The lake is first mentioned in a border description of the diocese of Freising from the years 1073/78 as Planse, other early names include; Please, Plense and Plase.

The Tyrolean princes and the Steingaden monastery held the fishing rights on the Plansee, as the Stams monastery in the 15th century through gift or acquisition. Duke Siegmund and his successor, Emperor Maximilian I, tried to get their hands on the best fishing waters in the country. Lake Achen from the Georgenberg monastery, and the Plansee from the Stams monastery. In Maximilian's fishing book from 1500, the Heiterwanger and Plansee are described as two particularly important lakes for the sovereign's hunting and fishing pleasures. However, the Stams monastery insisted on its rights and was granted a limited fishing right, which was confirmed in a contract of 1631 by Archduke Leopold V.

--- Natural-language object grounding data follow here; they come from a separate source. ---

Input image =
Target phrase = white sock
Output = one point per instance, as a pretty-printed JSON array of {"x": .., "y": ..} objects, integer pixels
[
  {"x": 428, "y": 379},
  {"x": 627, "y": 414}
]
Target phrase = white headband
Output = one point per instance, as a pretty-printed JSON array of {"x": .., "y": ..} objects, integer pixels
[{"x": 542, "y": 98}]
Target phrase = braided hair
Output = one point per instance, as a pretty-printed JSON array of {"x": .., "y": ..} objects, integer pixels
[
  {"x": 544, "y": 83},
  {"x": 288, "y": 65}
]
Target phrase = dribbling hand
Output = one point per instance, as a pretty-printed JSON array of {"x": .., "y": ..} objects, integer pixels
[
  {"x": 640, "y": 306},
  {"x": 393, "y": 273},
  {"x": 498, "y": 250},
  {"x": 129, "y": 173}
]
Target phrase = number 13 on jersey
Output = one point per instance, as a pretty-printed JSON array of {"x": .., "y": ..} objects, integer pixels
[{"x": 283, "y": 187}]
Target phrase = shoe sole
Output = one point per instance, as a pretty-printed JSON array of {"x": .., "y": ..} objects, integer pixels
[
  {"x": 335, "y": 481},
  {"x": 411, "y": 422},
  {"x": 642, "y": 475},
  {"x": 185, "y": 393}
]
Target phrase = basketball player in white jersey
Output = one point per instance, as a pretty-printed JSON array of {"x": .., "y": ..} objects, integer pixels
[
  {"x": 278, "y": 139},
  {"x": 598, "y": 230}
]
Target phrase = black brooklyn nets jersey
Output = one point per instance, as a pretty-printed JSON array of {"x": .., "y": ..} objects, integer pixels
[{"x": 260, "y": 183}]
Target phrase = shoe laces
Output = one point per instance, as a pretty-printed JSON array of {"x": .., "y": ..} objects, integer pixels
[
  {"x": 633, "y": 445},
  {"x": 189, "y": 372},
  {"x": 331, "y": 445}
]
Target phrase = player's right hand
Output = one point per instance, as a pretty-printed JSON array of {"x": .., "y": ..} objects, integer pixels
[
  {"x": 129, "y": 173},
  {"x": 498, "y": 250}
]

In 1902, the Plansee power plant was put into operation, and in 1908 the canal to the Heiterwanger See was built, and was eventually widened in 1951. Thanks to the greater generation of electricity brought about by Hermann Stern who succeeded in 1922 in persuading Paul Schwarzkopf to found the Plansee metal works.

During World War II, a subcamp of Dachau concentration camp for men and women was located here. Among others, the French politician Jean Ybarnégaray was sent there in 1943.